New neighbors moved next door to me approximately ten weeks ago and already we have been shouting at one another. The name calling went directly to vicious. Even as I prodded myself reminding me of my belief systems, I struggled in the face of truly ugly people who care little for anyone other than themselves. It was an enormous task to want to find that little area of respect that I might be able to find within my neighbors. They made their intentions abundantly clear days after moving in that they were scared of dogs and wouldn’t have two of them next door to them (no matter how nice my dogs are to anyone). They dragged their intentions across the lawn that connects our two homes and shouted it at the top of their lungs. I had to force myself to stop as soon as I realized I started reacting to them just as they were treating me and my precious pets. Given such bad circumstances, I was trying to live a wiser, more enlightened life by treating even the horrible, ugly people better then they treated me. I was attempting to see through the clouds and smoke that were tossed across the yard shielding me from seeing that common part of them as a human being that I could use for grounds to gain some respect for their position.

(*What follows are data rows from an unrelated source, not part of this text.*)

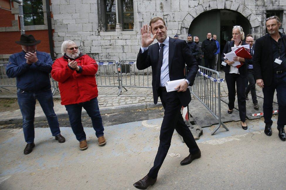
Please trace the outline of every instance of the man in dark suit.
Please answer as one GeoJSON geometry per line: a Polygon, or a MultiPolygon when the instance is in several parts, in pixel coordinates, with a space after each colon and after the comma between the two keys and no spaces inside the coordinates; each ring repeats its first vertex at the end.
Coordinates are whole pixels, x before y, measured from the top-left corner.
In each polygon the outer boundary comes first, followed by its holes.
{"type": "Polygon", "coordinates": [[[278,136],[286,140],[284,129],[286,125],[286,36],[278,32],[281,25],[278,17],[266,19],[268,34],[257,40],[253,57],[253,70],[256,83],[263,88],[264,98],[263,113],[265,129],[268,136],[272,134],[271,119],[275,89],[277,92],[279,112],[277,120],[278,136]]]}
{"type": "Polygon", "coordinates": [[[168,36],[165,21],[161,18],[152,18],[149,26],[144,25],[141,34],[142,45],[137,57],[137,68],[142,70],[152,67],[154,103],[157,103],[159,96],[165,110],[154,166],[146,176],[133,184],[136,188],[144,189],[157,180],[159,170],[170,148],[174,129],[183,137],[190,153],[181,162],[181,165],[189,164],[200,157],[201,152],[181,113],[182,106],[186,106],[191,100],[187,88],[188,84],[193,84],[198,69],[195,59],[185,41],[168,36]],[[158,43],[150,45],[155,38],[158,43]],[[185,63],[188,68],[186,75],[185,63]],[[166,82],[182,79],[185,80],[176,87],[178,90],[167,92],[166,82]]]}

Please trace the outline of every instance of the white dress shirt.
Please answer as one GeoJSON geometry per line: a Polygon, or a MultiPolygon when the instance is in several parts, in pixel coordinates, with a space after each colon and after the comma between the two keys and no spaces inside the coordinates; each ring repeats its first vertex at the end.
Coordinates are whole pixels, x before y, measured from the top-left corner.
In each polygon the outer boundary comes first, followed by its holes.
{"type": "MultiPolygon", "coordinates": [[[[166,82],[169,81],[170,77],[169,76],[169,36],[167,36],[163,43],[165,44],[164,46],[164,51],[163,52],[163,63],[161,68],[161,77],[160,78],[160,86],[165,86],[165,83],[166,82]]],[[[159,47],[161,43],[158,42],[159,47]]],[[[143,53],[144,51],[148,49],[148,47],[143,47],[141,46],[141,53],[143,53]]],[[[159,53],[161,51],[161,48],[159,50],[159,53]]],[[[188,83],[188,84],[190,84],[190,82],[187,79],[185,80],[188,83]]]]}

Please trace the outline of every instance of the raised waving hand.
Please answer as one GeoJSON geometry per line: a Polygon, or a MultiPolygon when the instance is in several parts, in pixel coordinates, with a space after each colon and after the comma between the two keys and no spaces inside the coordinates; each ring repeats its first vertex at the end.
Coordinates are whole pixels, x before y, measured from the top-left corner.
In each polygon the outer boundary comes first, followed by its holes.
{"type": "Polygon", "coordinates": [[[147,47],[154,41],[157,36],[155,34],[151,37],[151,27],[147,24],[143,25],[143,27],[141,28],[141,42],[143,47],[147,47]]]}

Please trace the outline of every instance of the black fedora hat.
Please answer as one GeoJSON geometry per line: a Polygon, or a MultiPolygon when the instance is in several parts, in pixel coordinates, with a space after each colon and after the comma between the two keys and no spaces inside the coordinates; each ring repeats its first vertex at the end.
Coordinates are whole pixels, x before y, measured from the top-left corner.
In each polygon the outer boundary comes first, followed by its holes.
{"type": "Polygon", "coordinates": [[[33,46],[41,43],[41,40],[36,40],[33,36],[30,34],[29,35],[23,34],[21,35],[20,41],[15,42],[16,44],[24,46],[33,46]]]}

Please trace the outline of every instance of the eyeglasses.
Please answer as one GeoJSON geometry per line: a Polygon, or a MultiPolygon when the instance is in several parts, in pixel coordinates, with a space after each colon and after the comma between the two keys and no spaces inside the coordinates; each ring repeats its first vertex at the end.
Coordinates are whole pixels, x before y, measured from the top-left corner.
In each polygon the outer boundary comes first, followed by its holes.
{"type": "Polygon", "coordinates": [[[74,50],[74,49],[79,49],[78,47],[75,47],[73,48],[67,48],[67,49],[69,49],[70,50],[72,51],[74,50]]]}
{"type": "Polygon", "coordinates": [[[268,17],[268,18],[266,19],[266,21],[267,21],[268,20],[270,20],[270,19],[273,19],[273,18],[276,18],[277,20],[278,20],[278,21],[279,21],[279,23],[280,22],[280,19],[279,18],[279,17],[278,17],[277,16],[276,16],[276,15],[275,16],[271,16],[270,17],[268,17]]]}
{"type": "Polygon", "coordinates": [[[243,32],[243,30],[242,30],[242,28],[240,26],[238,26],[238,25],[236,25],[236,26],[234,26],[233,27],[234,28],[240,28],[240,29],[241,29],[241,32],[243,32]]]}

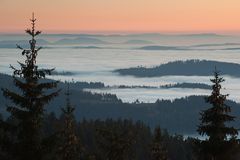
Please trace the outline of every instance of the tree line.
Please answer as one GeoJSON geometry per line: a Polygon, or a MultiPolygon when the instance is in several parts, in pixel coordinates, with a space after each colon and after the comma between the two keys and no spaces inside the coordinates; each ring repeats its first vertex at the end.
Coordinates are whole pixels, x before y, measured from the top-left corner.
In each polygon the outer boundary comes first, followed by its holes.
{"type": "Polygon", "coordinates": [[[201,123],[197,132],[203,139],[171,136],[156,127],[154,131],[142,122],[131,120],[81,121],[74,117],[71,93],[66,90],[66,104],[62,115],[47,115],[45,106],[57,97],[61,90],[58,81],[40,81],[51,75],[54,69],[39,69],[35,37],[41,31],[35,29],[36,19],[26,33],[31,36],[29,49],[21,46],[24,62],[13,69],[14,85],[20,93],[3,88],[3,95],[13,102],[7,106],[10,116],[0,119],[1,160],[235,160],[239,159],[238,129],[230,122],[231,106],[226,105],[228,95],[221,93],[224,79],[215,69],[212,93],[206,102],[212,107],[200,113],[201,123]],[[21,79],[19,79],[19,77],[21,79]]]}

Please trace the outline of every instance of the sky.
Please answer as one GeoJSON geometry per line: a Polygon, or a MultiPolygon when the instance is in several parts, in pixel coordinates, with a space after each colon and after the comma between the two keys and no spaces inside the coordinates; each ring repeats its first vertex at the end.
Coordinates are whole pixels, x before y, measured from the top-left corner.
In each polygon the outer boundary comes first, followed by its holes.
{"type": "Polygon", "coordinates": [[[0,32],[240,34],[240,0],[0,0],[0,32]]]}

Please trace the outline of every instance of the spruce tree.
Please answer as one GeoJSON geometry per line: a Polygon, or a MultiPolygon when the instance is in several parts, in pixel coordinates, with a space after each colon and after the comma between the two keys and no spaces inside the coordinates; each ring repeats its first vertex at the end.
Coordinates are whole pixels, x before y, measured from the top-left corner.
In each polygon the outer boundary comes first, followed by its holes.
{"type": "Polygon", "coordinates": [[[200,113],[201,123],[197,131],[200,135],[207,136],[200,143],[201,155],[205,160],[230,160],[236,151],[238,130],[228,126],[235,117],[229,114],[231,107],[225,102],[228,95],[221,94],[221,83],[224,81],[215,69],[214,78],[211,79],[212,93],[206,97],[206,102],[212,106],[200,113]]]}
{"type": "Polygon", "coordinates": [[[160,127],[155,128],[151,144],[151,160],[168,160],[167,150],[163,147],[160,127]]]}
{"type": "Polygon", "coordinates": [[[64,126],[60,132],[61,144],[58,148],[57,157],[59,160],[78,160],[80,158],[81,152],[79,139],[75,133],[75,119],[73,114],[75,108],[70,103],[69,86],[65,95],[67,96],[66,106],[62,108],[64,126]]]}
{"type": "Polygon", "coordinates": [[[97,131],[101,136],[101,139],[98,139],[98,145],[106,160],[134,159],[132,147],[135,139],[132,131],[118,132],[114,128],[101,128],[97,131]]]}
{"type": "Polygon", "coordinates": [[[31,36],[29,49],[23,49],[17,45],[17,48],[22,50],[25,61],[18,62],[20,69],[10,65],[13,69],[14,85],[19,92],[2,89],[4,96],[13,102],[12,105],[7,106],[7,111],[18,123],[16,125],[17,139],[12,146],[12,154],[19,160],[40,160],[42,158],[41,127],[45,105],[59,92],[52,90],[51,93],[46,93],[49,89],[56,89],[57,81],[40,81],[46,75],[50,75],[53,69],[38,69],[36,60],[41,47],[36,46],[35,37],[41,34],[41,31],[35,30],[34,14],[30,21],[32,28],[26,30],[26,33],[31,36]]]}

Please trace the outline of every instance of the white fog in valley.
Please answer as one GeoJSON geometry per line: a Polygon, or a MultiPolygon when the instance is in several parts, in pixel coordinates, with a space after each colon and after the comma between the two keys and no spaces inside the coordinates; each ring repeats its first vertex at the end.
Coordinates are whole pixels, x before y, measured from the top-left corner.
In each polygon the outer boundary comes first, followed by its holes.
{"type": "MultiPolygon", "coordinates": [[[[219,35],[129,35],[88,37],[101,41],[69,44],[64,40],[74,40],[87,35],[43,35],[47,41],[39,51],[39,67],[56,68],[58,72],[71,72],[69,75],[50,76],[61,81],[102,82],[106,86],[151,86],[158,88],[104,88],[86,89],[96,93],[112,93],[124,102],[155,102],[157,99],[181,98],[190,95],[208,95],[207,89],[159,88],[161,85],[176,83],[211,84],[210,76],[161,76],[134,77],[123,76],[115,69],[145,66],[154,67],[176,60],[214,60],[240,64],[240,37],[219,35]],[[62,41],[61,41],[62,40],[62,41]],[[59,43],[57,43],[59,42],[59,43]],[[61,43],[60,43],[61,42],[61,43]],[[66,42],[66,44],[64,44],[66,42]],[[106,43],[105,43],[106,42],[106,43]],[[144,50],[144,46],[177,46],[181,49],[144,50]],[[184,49],[182,49],[184,48],[184,49]]],[[[1,42],[26,40],[26,36],[2,35],[1,42]]],[[[26,41],[27,43],[27,41],[26,41]]],[[[15,44],[13,44],[15,45],[15,44]]],[[[21,51],[14,47],[0,47],[0,72],[11,75],[9,65],[18,66],[23,61],[21,51]]],[[[214,70],[214,68],[212,68],[214,70]]],[[[239,71],[240,72],[240,71],[239,71]]],[[[223,93],[228,93],[231,100],[240,102],[240,77],[224,76],[223,93]]]]}

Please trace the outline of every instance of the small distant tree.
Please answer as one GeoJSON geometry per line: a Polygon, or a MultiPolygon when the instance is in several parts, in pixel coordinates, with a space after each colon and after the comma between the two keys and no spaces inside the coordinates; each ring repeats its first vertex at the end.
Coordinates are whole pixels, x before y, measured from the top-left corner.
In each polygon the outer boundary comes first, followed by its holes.
{"type": "Polygon", "coordinates": [[[235,117],[229,115],[231,107],[225,103],[228,95],[221,94],[224,79],[216,69],[211,82],[212,94],[206,98],[206,102],[212,107],[201,112],[201,123],[197,130],[200,135],[207,136],[200,142],[200,152],[204,160],[230,160],[237,149],[238,130],[227,126],[227,123],[234,121],[235,117]]]}
{"type": "Polygon", "coordinates": [[[98,133],[101,137],[98,145],[106,160],[134,159],[132,147],[135,140],[131,131],[118,132],[114,128],[101,128],[98,133]]]}
{"type": "Polygon", "coordinates": [[[167,150],[163,146],[160,127],[155,128],[151,144],[151,160],[168,160],[167,150]]]}
{"type": "Polygon", "coordinates": [[[69,85],[66,96],[66,106],[62,108],[64,126],[60,132],[61,144],[58,148],[57,157],[59,160],[78,160],[80,158],[81,148],[75,131],[75,118],[73,114],[75,108],[70,103],[69,85]]]}
{"type": "Polygon", "coordinates": [[[15,131],[17,139],[12,146],[12,155],[19,160],[40,160],[42,158],[41,129],[44,108],[59,92],[54,90],[52,93],[45,93],[48,89],[56,88],[57,81],[40,81],[45,78],[46,74],[50,75],[53,69],[38,69],[36,60],[41,47],[36,46],[35,37],[41,32],[35,30],[34,14],[30,21],[32,28],[26,30],[26,33],[31,36],[30,48],[23,49],[17,45],[26,59],[23,63],[18,62],[20,69],[10,65],[13,69],[14,84],[19,92],[2,89],[4,96],[13,102],[13,105],[7,106],[7,111],[17,121],[15,131]]]}

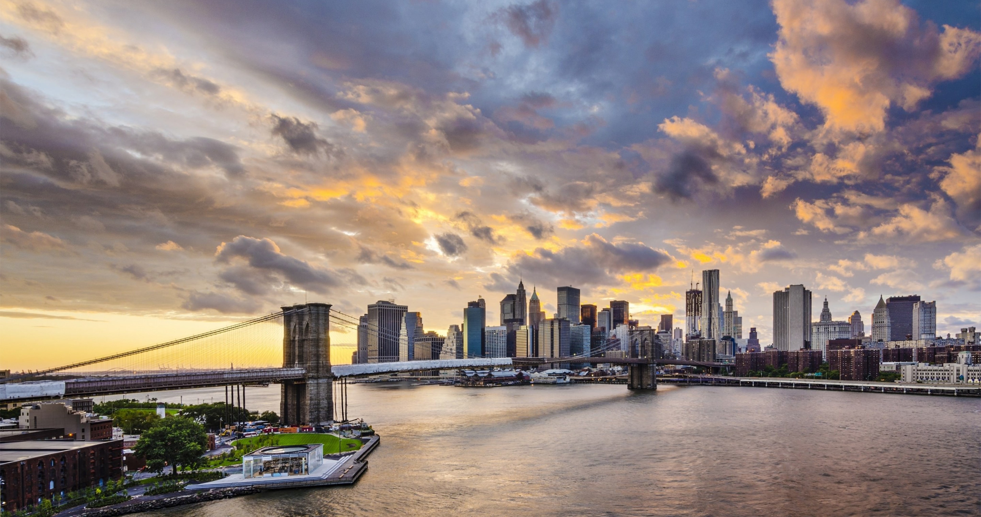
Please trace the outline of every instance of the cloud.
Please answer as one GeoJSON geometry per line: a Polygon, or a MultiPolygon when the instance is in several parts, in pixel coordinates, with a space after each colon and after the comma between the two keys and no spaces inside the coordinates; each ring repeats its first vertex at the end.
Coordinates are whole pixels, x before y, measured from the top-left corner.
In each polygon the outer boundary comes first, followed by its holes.
{"type": "Polygon", "coordinates": [[[193,290],[188,293],[187,300],[181,307],[188,311],[213,309],[223,314],[255,314],[261,308],[261,304],[251,298],[239,298],[221,292],[193,290]]]}
{"type": "Polygon", "coordinates": [[[899,214],[868,232],[860,233],[858,238],[890,242],[908,242],[908,239],[940,242],[954,240],[964,234],[964,231],[951,216],[947,201],[935,199],[929,210],[913,203],[900,205],[899,214]]]}
{"type": "Polygon", "coordinates": [[[0,48],[11,57],[19,59],[34,57],[34,53],[30,51],[30,44],[21,36],[4,37],[0,34],[0,48]]]}
{"type": "Polygon", "coordinates": [[[301,122],[296,117],[270,116],[273,120],[273,135],[280,136],[296,154],[312,155],[324,150],[331,154],[334,145],[317,136],[317,123],[301,122]]]}
{"type": "Polygon", "coordinates": [[[157,69],[152,74],[167,80],[178,89],[190,93],[217,95],[222,91],[222,87],[215,82],[185,74],[181,69],[157,69]]]}
{"type": "Polygon", "coordinates": [[[555,227],[551,223],[545,223],[527,212],[510,216],[509,219],[511,222],[521,225],[533,237],[539,240],[555,233],[555,227]]]}
{"type": "Polygon", "coordinates": [[[842,279],[838,277],[832,277],[824,275],[821,272],[817,272],[817,279],[814,281],[816,283],[817,288],[833,290],[836,292],[842,292],[849,288],[849,284],[845,283],[842,279]]]}
{"type": "Polygon", "coordinates": [[[628,273],[647,273],[673,260],[665,251],[643,243],[610,242],[592,233],[580,245],[558,251],[536,248],[532,254],[519,253],[507,266],[508,272],[525,278],[548,279],[551,285],[597,285],[614,282],[628,273]]]}
{"type": "Polygon", "coordinates": [[[955,327],[970,327],[975,325],[974,320],[965,320],[963,318],[957,318],[956,316],[948,316],[944,318],[944,323],[955,327]]]}
{"type": "Polygon", "coordinates": [[[770,53],[788,91],[820,108],[825,126],[881,131],[887,111],[912,111],[939,81],[970,70],[981,34],[921,24],[897,0],[774,0],[778,40],[770,53]]]}
{"type": "Polygon", "coordinates": [[[481,218],[477,217],[473,212],[460,212],[456,214],[454,219],[462,222],[471,235],[489,244],[502,244],[506,240],[503,235],[495,235],[493,229],[484,225],[481,218]]]}
{"type": "Polygon", "coordinates": [[[964,246],[962,251],[955,251],[934,262],[939,270],[950,270],[951,280],[967,283],[973,289],[981,289],[981,244],[964,246]]]}
{"type": "Polygon", "coordinates": [[[114,270],[120,273],[126,273],[127,275],[132,277],[133,280],[141,280],[146,282],[150,281],[146,273],[146,270],[143,269],[143,266],[140,266],[139,264],[127,264],[125,266],[112,264],[110,267],[112,267],[114,270]]]}
{"type": "Polygon", "coordinates": [[[439,246],[439,251],[447,257],[458,257],[467,251],[466,242],[456,233],[439,233],[433,235],[433,238],[439,246]]]}
{"type": "MultiPolygon", "coordinates": [[[[977,138],[981,146],[981,135],[977,138]]],[[[938,167],[940,187],[957,204],[957,217],[969,228],[981,231],[981,148],[953,154],[950,167],[938,167]]]]}
{"type": "Polygon", "coordinates": [[[547,39],[558,15],[556,6],[547,0],[531,4],[514,4],[494,13],[512,34],[521,38],[526,47],[537,47],[547,39]]]}
{"type": "Polygon", "coordinates": [[[316,292],[327,292],[344,282],[336,272],[316,268],[282,253],[280,246],[269,238],[238,235],[232,242],[218,246],[217,262],[229,264],[236,259],[245,260],[256,270],[282,275],[290,284],[316,292]]]}
{"type": "Polygon", "coordinates": [[[758,251],[753,251],[750,255],[755,255],[760,262],[773,260],[790,260],[797,258],[797,253],[787,249],[779,240],[769,240],[763,244],[758,251]]]}
{"type": "Polygon", "coordinates": [[[395,260],[388,255],[379,253],[367,246],[359,245],[357,261],[361,264],[385,264],[395,269],[413,269],[412,264],[404,260],[395,260]]]}
{"type": "Polygon", "coordinates": [[[919,275],[917,275],[914,271],[896,270],[883,273],[868,282],[869,284],[875,284],[878,285],[888,285],[894,289],[912,291],[923,287],[922,284],[914,280],[917,278],[919,278],[919,275]]]}
{"type": "Polygon", "coordinates": [[[4,225],[0,228],[0,239],[15,247],[36,253],[68,249],[68,244],[56,236],[49,235],[43,232],[31,232],[28,233],[11,225],[4,225]]]}
{"type": "Polygon", "coordinates": [[[27,318],[27,319],[45,319],[45,320],[77,320],[80,322],[100,322],[104,323],[105,320],[88,320],[85,318],[76,318],[75,316],[55,316],[52,314],[40,314],[36,312],[19,312],[19,311],[0,311],[0,318],[27,318]]]}
{"type": "Polygon", "coordinates": [[[504,278],[500,273],[491,273],[490,275],[490,282],[482,284],[482,286],[491,292],[513,292],[517,288],[517,284],[504,278]]]}
{"type": "Polygon", "coordinates": [[[177,242],[175,242],[173,240],[168,240],[167,242],[161,242],[161,243],[157,244],[155,247],[157,249],[159,249],[159,250],[162,250],[162,251],[182,251],[183,250],[183,248],[181,247],[181,244],[178,244],[177,242]]]}

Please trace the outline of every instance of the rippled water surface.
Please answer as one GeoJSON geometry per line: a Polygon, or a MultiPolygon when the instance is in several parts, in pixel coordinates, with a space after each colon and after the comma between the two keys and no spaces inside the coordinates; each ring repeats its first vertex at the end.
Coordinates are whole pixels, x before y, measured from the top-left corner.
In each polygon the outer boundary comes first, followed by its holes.
{"type": "MultiPolygon", "coordinates": [[[[351,487],[155,515],[977,515],[977,398],[762,388],[353,385],[351,487]]],[[[177,395],[160,393],[161,399],[177,395]]],[[[224,390],[185,391],[224,399],[224,390]]],[[[279,410],[279,388],[249,388],[279,410]]]]}

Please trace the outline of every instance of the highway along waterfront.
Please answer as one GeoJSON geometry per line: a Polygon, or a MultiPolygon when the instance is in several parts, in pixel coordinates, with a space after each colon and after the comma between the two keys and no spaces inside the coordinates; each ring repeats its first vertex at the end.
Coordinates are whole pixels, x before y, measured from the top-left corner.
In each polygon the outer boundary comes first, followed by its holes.
{"type": "MultiPolygon", "coordinates": [[[[348,389],[349,414],[382,438],[355,485],[143,515],[895,516],[981,504],[976,398],[663,385],[348,389]]],[[[250,388],[249,408],[276,410],[279,393],[250,388]]]]}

I never could find that common ground, but I learned in the process that in the face of adversity, where two or more people are entrenched into opposing positions, common ground may not be established. I fought and scolded myself for not being able to see the humanity in the people who were yelling, lying and cheating their way to what they see as a better life for themselves by breaking the backs of those people surrounding them. Their tactics and attempts to move in and dominate by intimidation, force, lies and manipulations were the only way they knew to change their surroundings making themselves comfortable while placing everyone else in a constant state of unrest. I kicked myself for not recognizing immediately the tactics of those people who are so much like my own father who can only see force, intimidation and violence as the only ways to be safe from seeing the demons that look back at them from mirrors .

It took some time and effort on my part to realize that you don’t have to find common ground in a person to respect where they are coming from. You can simply respect that they are different and hope that one day they recognize the error of their ways. I use to be very close with all of my neighbors and still am with everyone but my immediate neighbor, however, when I allow them to disrupt my life because of their inability to live peacefully with all of their neighbors; I grant them the power they need to become comfortable. I took back that power and they must now try something new if they are to continue their lifestyle of misery.

While I wish I would have been wise enough to make this recognition sooner and with few if any cross words lobbed from my side of the yard, however, I am grateful that the words that hang above my head brought about a means to give new meaning to a credo that needs advertisement even in the face of anger. May all of the challenges to this code of arms find fruitless attempts and feeble the thoughts that thrust them aside. I found that it is more important to Love those who stand in your wake touting the things you treasure the most in effigy. Honor them for their refusal to grow while Respect is given even if only from your understanding of peace.